> There is something fundamentally wrong with your approach: the
> closest approach is not necessarily on a face that includes the closest
> vertex. If you look at the image I posted to p.b.i, when searching for
> the closest point to the cross in the bottom, the closest vertex is the
> red one, but the closest face is the orange one, which doesn't include
Yeah, I figured that out. :)
I am now finding the nearest vertex, then creating a bounding box around the
sample point that is large enough to contain the nearest vertex (plus a small
tolerance factor). Then I traverse the bounding box tree for the mesh and find
all leaves that overlap the sample bounding box, and calculate the minimum
distance for each leaf's triangle. The minimum of all of those is the minimum
distance to the mesh.
It performs fairly well (actually best performance of all my methods so far,
although still slows down quite a bit around detailed portions of the mesh where
it ends up sampling more triangles), and the output is great.

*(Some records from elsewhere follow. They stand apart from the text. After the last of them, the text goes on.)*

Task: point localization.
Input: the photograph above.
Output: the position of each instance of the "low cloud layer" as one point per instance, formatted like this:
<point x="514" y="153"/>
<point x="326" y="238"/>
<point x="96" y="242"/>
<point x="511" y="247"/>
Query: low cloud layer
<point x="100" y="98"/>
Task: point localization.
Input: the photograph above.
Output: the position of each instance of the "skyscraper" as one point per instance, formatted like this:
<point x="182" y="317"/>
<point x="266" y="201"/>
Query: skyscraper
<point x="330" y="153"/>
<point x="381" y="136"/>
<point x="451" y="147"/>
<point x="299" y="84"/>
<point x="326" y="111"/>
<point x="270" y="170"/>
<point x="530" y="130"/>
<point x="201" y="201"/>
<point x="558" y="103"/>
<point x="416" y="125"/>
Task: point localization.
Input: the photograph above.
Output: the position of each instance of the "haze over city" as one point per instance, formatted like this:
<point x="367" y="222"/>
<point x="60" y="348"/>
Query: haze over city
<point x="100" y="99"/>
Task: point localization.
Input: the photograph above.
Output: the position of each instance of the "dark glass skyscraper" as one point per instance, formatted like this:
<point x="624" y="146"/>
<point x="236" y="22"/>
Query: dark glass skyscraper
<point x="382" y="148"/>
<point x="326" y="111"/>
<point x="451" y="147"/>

The output actually looks really good even if I turn max_gradient way down on
the isosurface (the actual max gradient is like 451, but I was turning it down
to 4 to get quick test renders).
Going to post some example outputs soon, then turn my attention to cleaning up
My current plan is to add a virtual method to object (probably called
"proximity") with a default behavior of ray sampling, or even just spitting out
a "not implemented for this object type" error, and then start overriding it for
the various object types.
Then will wire up an internal proximity function (I like proximity better than
"minimum distance"), and a proximity pattern type, as well, I think.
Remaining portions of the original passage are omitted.